Yankee Screwdriver stories
- (me)
A former co-worker of mine loved to joke with me about my use of
"obsolete" tools, until one day when he asked me to help him rack a
server.
I grabbed my favorite Yankee and went off to help him. He started by
making is usual harassment-in-jest, and then we started to screw the
machine in.
He suddenly got very observant of how fast and effortlessly I was
driving the screws in.
Then one of us (probably him, for if it was me, he'd have gone back
to harassing me, I suspect) dropped a screw, and it fell between two
servers in the rack, two machines that were mounted very closely to
each other ("One Rack Unit", for those who care).
Ron and I are both fairly big guys with fairly strong hands...and
neither of us were going to easily just reach between these two servers
and fish out the screw.
"No problem", I said, as the Yankee screwdriver zipped open, and I
used its length and oddly shaped head to fish the missing screw out
from between the servers.
"Ok, you convinced me, I want one of those!".

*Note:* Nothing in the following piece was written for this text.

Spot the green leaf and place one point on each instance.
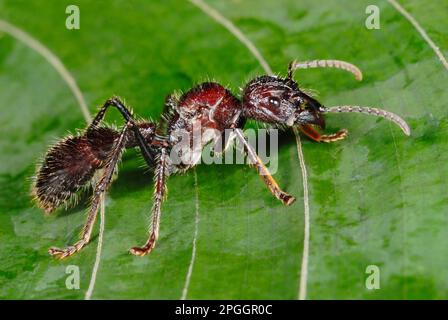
(376, 198)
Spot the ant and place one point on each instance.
(71, 164)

- I have often made comment how every Yankee screwdriver came with
several bits, but most have either one or none by the time I get them.
Well, at one estate sale recently, I hit the "bit jackpot" -- a whole
pile of Yankee bits, and not a single screwdriver!

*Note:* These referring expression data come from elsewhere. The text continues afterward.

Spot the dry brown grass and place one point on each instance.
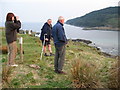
(84, 74)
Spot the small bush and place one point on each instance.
(113, 76)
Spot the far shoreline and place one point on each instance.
(97, 28)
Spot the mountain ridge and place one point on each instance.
(106, 17)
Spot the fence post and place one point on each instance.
(21, 48)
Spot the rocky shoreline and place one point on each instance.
(101, 28)
(88, 42)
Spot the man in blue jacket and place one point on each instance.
(60, 40)
(46, 30)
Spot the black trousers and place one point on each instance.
(59, 57)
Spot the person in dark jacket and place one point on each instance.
(46, 30)
(11, 28)
(60, 41)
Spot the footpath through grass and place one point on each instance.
(25, 76)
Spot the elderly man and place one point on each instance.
(60, 40)
(46, 30)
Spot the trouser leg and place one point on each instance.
(59, 58)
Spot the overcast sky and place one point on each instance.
(41, 10)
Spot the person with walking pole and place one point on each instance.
(12, 26)
(42, 47)
(46, 31)
(60, 42)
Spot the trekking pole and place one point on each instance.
(43, 47)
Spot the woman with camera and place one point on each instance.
(12, 26)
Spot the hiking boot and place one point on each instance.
(60, 72)
(14, 65)
(51, 54)
(46, 54)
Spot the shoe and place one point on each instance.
(56, 71)
(14, 65)
(51, 54)
(60, 72)
(46, 54)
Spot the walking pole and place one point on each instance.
(21, 48)
(43, 47)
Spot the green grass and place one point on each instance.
(24, 76)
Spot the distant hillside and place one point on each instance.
(107, 17)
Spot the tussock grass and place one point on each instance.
(85, 67)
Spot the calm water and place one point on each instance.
(106, 40)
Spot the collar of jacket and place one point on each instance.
(60, 23)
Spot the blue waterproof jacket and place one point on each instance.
(58, 34)
(46, 29)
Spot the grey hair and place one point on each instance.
(60, 18)
(49, 19)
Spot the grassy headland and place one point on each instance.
(86, 67)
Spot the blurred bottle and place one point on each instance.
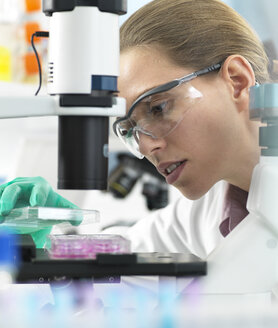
(8, 259)
(19, 19)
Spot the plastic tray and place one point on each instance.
(86, 246)
(42, 217)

Tell me your Yankee Screwdriver stories, and let me know if I can
add them to this page, and how to attribute them to you. (In general,
you probably don't want me to post your e-mail address unless you are
already something of an often spammed Internet celebrity.)

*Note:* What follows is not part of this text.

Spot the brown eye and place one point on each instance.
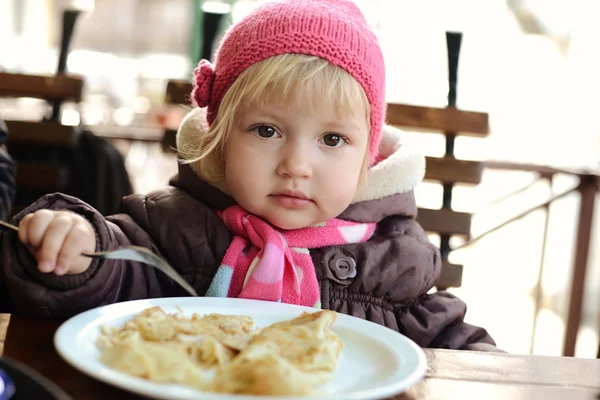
(332, 140)
(265, 131)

Write me at (nick at holland-consulting.net).
since 11/9/2007
holy cow. Just realized I never put a counter on this page when I first
put it on-line, so I stuck a counter on it. 24 hours later, it had racked
up 20 hits, much to my surprise. So, I went back and looked at the logs,
and saw 10,362 hits...and that was only a year's worth of logs.
The temptation to alter the counter is there, but it seems cheating somehow.